Frank: Daniel and I disagree on the nature of consciousness, but we absolutely agree that humans are just a story that we keep telling each other, and that story is very important to us. Most of the terrible things that people do – and most of the great things that people do – are because that is the story they want to believe about themselves. […] And for most people, changing the story of who we are is the greatest hurt that can happen to us. And we’re going to die to prevent that from happening. […] They take that fact of humanity and present it with: “Hey everyone, we can win, but we just have to give up what is the most important aspect of any human life.” What is the human reaction to that? I don’t think it will be a silent toleration.
Whenever there is a mysterious threat or character, there is always the risk that it will be lost if you reveal too much. But we learned a lot more about the ring builders and their destroyers in this book. How did you strike that balance between answering questions about these alien species without explaining too much?
Abraham: We knew a lot about the evolutionary history of gate builders and how their biology influenced their actions, how they saw things differently and the strategy that we saw in book one of hijacking other life and using and integrating it. So that was all pretty well thought out. It was just about finding a way to explain it, and it wasn’t just a graduation lecture. And the ring creatures should always be mysterious. You should always be the dark gods. I know there are people out there who really like to have all the answers, and that’s great, but I don’t think it’s ever satisfactory.
After the last few years, people have understood much more firsthand how quickly what we know as reality can change and what it is like to live through a time of universal tragedy and uncertainty. How do you think the ongoing pandemic will affect the way people deal with and receive this story?
Abraham: I will be smooth. Each age has its tragedies. Every age lives through its insecurities. I grew up having nightmares about nuclear war. We went through AIDS, we went through polio, we went through 1918. This is a unique moment in our life, but not a unique moment in history. This is something we have done over and over again for centuries. Now it’s our turn, and it kind of sucks because that’s what we’re here for. I hope the stuff Ty and I bring out is – I don’t know if it’s right to comfort, but maybe comfort. Just the idea that churn is the course of history. Exodus is what it is and always has been. And yet we stumble forward more and more often.
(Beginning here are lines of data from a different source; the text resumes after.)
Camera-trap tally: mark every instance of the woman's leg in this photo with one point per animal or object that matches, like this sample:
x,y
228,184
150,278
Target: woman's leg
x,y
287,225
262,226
Frank: People, even if we feel defeatist […] we just keep trudging forward. And I think that’s what keeps us going from age to age. They read about horrors of history like the Trail of Tears – they went on. People fell dead on the way, and they went on anyway. And some of them got where they wanted to go. […] Some people just hang in there. And I think one of the most convincing things about people for me is that we just hold on.
The upcoming anthology Legion of Memory will take up the last novella in the series. What can readers expect? The sins of our fathers?
Frank: It’s kind of a coda for the series. It’s probably not what people expect, but that’s fine. In a way, it’s talking about what to do next. Daniel talked about the 1,300 chances of getting it right, and it’s only a little story about one of those 1,300 chances of someone trying to get it right.
Apart from this novella, do you expect to visit this world again?
Frank: No. We told the story we wanted to tell.
Abraham: What I hope is that people who are hungry for more grab this role playing game or start writing your own stuff […] and keep the literary conversation going. I would like to see it that way. I wouldn’t want to see another Expanse book.